A. lyrata Sadhu elements were identified from iterative BLAST searches of the recent A. lyrata genome sequence assembly (JGI V. 1.0; Joint Genome Institute, Walnut Creek, CA, USA). We used A. thaliana full-length Sadhu sequences as queries in a primary search to identify a set of A. lyrata sequences, which were subsequently used as queries in secondary searches. This method is expected to identify all full-length or near full-length sequences, although shorter Sadhu-related partial elements might have been overlooked. In total, we found 21 full-length and 4 partial Sadhu elements greater than 350 bp in length (Table 5, Additional file 4). The number of full-length elements (21) is similar to that in A. thaliana (16), indicating that the element family is relatively small in both species. Full-length A. lyrata elements are structurally similar to Sadhu elements in A. thaliana: they begin with a conserved motif (5' CAATCGTTSC 3' followed by a polypyrimidine patch) and terminate approximately 900 bp downstream in a poly(A) tract. Of the 21 full-length elements, 15 feature direct target site duplications of between 8 and 18 bp in length, suggesting that they originated via retrotransposition. There are no discernable conserved open reading frames. None of the elements appear in orthologous locations to A. thaliana elements, indicating that Sadhu elements have mobilized considerably since the divergence of the two species, and that related elements are similar through retrotransposition and not through direct inheritance of the genomic region.
Table 5

Sadhu elements >350 base pairs (bp) in the Arabidopsis lyrata genome.

Sequence name

JGI scaffold coordinates (approximate)

Orientation

Length (bp) of Sadhu sequence

Target site duplication (bp)

Full length?

Percentage identity to nearest A. thaliana Sadhu

AlSadhu1-1

7:7309496-7310418

-

948

18

Yes

86

AlSadhu1-2

8:11697563-11698467

+

922

12

Yes

86

AlSadhu1-3

6:22517373-22518173

+

957

14

Yes

84

AlSadhu1-4

3:1662010-1662618

-

1009

14

Yes

81

AlSadhu1-5

1:24954753-24955365

+

924

ND

Yes

84

AlSadhu1-6

4:841417-842023

+

965

16

Yes

82

AlSadhu1-6

3:13675822-13676434

+

927

16

Yes

84

AlSadhu1d

2:14298861-14299465

+

827

ND

No

81

AlSadhu3-1

7:12620425-12621361

+

928

18

Yes

86

AlSadhu5-1

7:17697122-17698008

+

879

11

Yes

85

AlSadhu5d

6:5062639-5062768

-

791

ND

No

72

AlSadhu5d2

6:25041036-25041746

+

804

ND

No

73

AlSadhu5d3

5:4156620-4157046

-

395

ND

No

71

AlSadhu6-1

3:21898960-21899646

-

899

14

Yes

77

AlSadhu6-2

2:14183205-14186662

+

887*

15

Yes

77

AlSadhu6-3

8:5795744-5796493

+

927

ND

Yes

78

AlSadhu7-1

7:4360460-4360769

-

901

16

Yes

79

AlSadhu8-1

1:13276396-13277158

-

920

13

Yes

77

AlSadhu8-2

3:807549-808169

+

865

ND

Yes

79

AlSadhu8-3

2:25942-26642

+

908

8

Yes

77

AlSadhu8-4

8:14602238-14602861

+

875

15

Yes

75

AlSadhu8-5

7:17882685-17884241

+

930**

ND

Yes

78

AlSadhu8-6

6:17227119-17227908

-

910

ND

Yes

77

AlSadhu10-1

3:4473616-4474232

+

918

17

Yes

80

AlSadhu10-2

2:9675105-9675721

+

895

ND

Yes

80

*interrupted by 2,028 nt non-Sadhu sequence; **Interrupted by 518 nt non-Sadhu sequence; bp = base pairs; JGI = Joint Genome Institute; ND = not detected; nt = nucleotides.

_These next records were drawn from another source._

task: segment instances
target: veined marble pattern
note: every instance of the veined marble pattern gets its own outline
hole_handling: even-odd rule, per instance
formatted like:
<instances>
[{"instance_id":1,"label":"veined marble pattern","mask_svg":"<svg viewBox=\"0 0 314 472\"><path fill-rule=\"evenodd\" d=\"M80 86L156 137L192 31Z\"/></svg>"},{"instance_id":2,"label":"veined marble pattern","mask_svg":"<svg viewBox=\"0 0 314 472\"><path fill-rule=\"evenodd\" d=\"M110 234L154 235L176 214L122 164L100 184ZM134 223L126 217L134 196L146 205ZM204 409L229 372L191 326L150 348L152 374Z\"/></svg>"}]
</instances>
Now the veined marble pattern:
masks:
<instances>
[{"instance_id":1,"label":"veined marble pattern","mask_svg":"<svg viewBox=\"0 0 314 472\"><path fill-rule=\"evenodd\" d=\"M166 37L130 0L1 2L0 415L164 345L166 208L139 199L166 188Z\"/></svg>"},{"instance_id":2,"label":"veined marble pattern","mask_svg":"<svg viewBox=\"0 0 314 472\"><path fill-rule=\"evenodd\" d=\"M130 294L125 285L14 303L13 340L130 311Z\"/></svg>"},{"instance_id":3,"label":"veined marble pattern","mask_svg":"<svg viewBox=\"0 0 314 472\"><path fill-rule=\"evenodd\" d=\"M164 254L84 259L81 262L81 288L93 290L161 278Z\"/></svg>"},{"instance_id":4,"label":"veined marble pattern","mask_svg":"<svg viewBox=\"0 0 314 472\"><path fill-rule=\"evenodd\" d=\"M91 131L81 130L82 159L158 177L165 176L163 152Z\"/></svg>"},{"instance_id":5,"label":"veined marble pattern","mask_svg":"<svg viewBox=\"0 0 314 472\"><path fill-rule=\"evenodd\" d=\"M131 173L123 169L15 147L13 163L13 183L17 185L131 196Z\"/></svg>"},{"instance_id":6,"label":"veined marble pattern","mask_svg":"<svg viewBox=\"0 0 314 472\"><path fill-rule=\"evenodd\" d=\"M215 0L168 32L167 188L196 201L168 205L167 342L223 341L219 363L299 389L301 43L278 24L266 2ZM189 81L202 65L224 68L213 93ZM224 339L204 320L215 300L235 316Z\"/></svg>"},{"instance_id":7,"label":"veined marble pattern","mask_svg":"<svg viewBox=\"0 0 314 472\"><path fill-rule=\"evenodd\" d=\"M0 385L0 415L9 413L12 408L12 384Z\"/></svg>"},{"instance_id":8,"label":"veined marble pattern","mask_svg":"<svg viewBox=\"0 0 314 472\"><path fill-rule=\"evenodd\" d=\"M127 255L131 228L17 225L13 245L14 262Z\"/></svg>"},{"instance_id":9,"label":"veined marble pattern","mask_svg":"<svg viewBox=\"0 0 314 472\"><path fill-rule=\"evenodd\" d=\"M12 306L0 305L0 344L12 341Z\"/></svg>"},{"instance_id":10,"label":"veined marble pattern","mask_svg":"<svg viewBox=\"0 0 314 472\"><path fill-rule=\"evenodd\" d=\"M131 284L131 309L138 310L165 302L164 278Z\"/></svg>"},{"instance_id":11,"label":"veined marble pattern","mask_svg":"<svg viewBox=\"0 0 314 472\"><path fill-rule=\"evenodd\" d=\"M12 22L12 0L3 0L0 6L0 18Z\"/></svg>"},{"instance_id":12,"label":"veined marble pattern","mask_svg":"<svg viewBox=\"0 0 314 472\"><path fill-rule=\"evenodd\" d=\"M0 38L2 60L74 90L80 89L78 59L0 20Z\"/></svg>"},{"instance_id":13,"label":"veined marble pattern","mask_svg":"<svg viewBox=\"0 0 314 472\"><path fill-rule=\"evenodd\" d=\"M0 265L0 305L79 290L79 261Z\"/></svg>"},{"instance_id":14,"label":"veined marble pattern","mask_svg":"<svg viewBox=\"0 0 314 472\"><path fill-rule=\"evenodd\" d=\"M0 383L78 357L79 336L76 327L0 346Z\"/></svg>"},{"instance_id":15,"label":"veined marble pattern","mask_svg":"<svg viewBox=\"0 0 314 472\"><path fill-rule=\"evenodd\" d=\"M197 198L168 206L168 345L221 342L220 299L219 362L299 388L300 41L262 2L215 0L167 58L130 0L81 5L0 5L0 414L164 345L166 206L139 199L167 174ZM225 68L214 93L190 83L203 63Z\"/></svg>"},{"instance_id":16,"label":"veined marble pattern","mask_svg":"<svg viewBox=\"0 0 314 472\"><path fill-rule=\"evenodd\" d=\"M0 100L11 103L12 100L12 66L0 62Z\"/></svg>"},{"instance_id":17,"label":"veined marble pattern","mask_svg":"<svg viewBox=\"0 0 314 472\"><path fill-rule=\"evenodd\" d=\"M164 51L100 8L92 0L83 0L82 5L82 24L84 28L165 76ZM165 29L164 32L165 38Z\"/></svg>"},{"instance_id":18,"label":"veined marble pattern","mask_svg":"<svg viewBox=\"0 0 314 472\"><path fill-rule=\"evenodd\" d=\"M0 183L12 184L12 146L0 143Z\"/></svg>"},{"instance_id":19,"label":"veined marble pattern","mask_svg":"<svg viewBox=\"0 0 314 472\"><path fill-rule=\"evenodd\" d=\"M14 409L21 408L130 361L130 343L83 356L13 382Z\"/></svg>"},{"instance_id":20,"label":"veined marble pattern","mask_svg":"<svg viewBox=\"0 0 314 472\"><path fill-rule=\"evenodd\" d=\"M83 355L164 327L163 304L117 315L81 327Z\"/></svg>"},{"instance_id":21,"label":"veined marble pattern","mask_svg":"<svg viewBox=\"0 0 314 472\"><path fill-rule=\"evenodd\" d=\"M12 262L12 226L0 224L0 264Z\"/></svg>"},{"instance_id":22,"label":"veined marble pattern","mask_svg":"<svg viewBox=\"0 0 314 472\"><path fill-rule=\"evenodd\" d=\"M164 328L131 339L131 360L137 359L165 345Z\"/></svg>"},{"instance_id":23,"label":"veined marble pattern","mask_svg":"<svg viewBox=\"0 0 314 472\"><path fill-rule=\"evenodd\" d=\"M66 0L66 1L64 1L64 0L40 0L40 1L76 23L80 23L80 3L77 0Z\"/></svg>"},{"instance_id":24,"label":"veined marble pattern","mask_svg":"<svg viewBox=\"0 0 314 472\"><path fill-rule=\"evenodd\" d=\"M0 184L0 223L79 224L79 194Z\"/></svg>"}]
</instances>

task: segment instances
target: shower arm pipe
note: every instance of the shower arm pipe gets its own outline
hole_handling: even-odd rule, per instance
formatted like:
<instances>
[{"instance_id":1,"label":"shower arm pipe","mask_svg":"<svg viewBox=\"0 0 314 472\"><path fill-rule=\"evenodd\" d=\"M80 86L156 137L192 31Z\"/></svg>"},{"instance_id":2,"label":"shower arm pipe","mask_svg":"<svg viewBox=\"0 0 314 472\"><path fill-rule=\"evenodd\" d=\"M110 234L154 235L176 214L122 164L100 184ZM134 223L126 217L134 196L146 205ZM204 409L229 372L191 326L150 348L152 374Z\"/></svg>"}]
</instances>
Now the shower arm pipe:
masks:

A. lyrata elements are between 71% and 86% identical to the most similar A. thaliana element (Table 5). Figure 5b shows a phylogenetic tree showing the relationships among the 25 A. lyrata and 16 full-length A. thaliana elements. All A. lyrata elements clustered within previously defined subfamilies, indicating that the divergence of the different subfamilies predated the split of these two species. Most of the Sadhu subfamilies previously identified in A. thaliana have representatives in A. lyrata; however, there is a dramatic expansion of elements within certain subfamilies relative to others (Figure 5b, Table 5). For instance, the Sadhu1 subfamily contains three members in A. thaliana but has expanded to seven full-length members in A. lyrata. The Sadhu8 and Sadhu6 subfamilies are represented by only a single member in A. thaliana, but feature six and three full-length elements, respectively, in A. lyrata. These genome comparisons suggest that, while multiple distinct Sadhu subfamilies have been active since the divergence of these two taxa, different subfamilies have proliferated more in certain species than in others. Alternatively, certain subfamilies may have been pared down by deletion and elimination in one species relative to the other.

Perspective

We have identified Sadhu sequences corresponding to multiple subfamilies in the related species A. lyrata and A. arenosa. The presence of target site duplications and poly(A) tracts, along with the absence of orthologous sites, strongly suggests that Sadhu elements in these other taxa arose via retrotransposition. In a few cases, elements within a given species are greater than 95% identical to one another, indicating that these sequences have mobilized more recently than the divergence of the different species. The partial sequence available for the Brassica genome [24] does not contain Sadhu- related sequences. While these sequences may have been lost from some taxa, the high degree of divergence amongst elements in the Arabidopsis genus strongly suggests an ancient origin for these elements. Therefore, we predict that some sequences related to Sadhu elements might be present in other plants, perhaps even those quite distantly related to Arabidopsis. These presumably more divergent Sadhu relatives might share little overall primary nucleotide sequence with the A. thaliana elements, but might have maintained other recognizable diagnostic features, such as length, conserved 5' motif(s), a 3' poly (A) tract, and target site duplications.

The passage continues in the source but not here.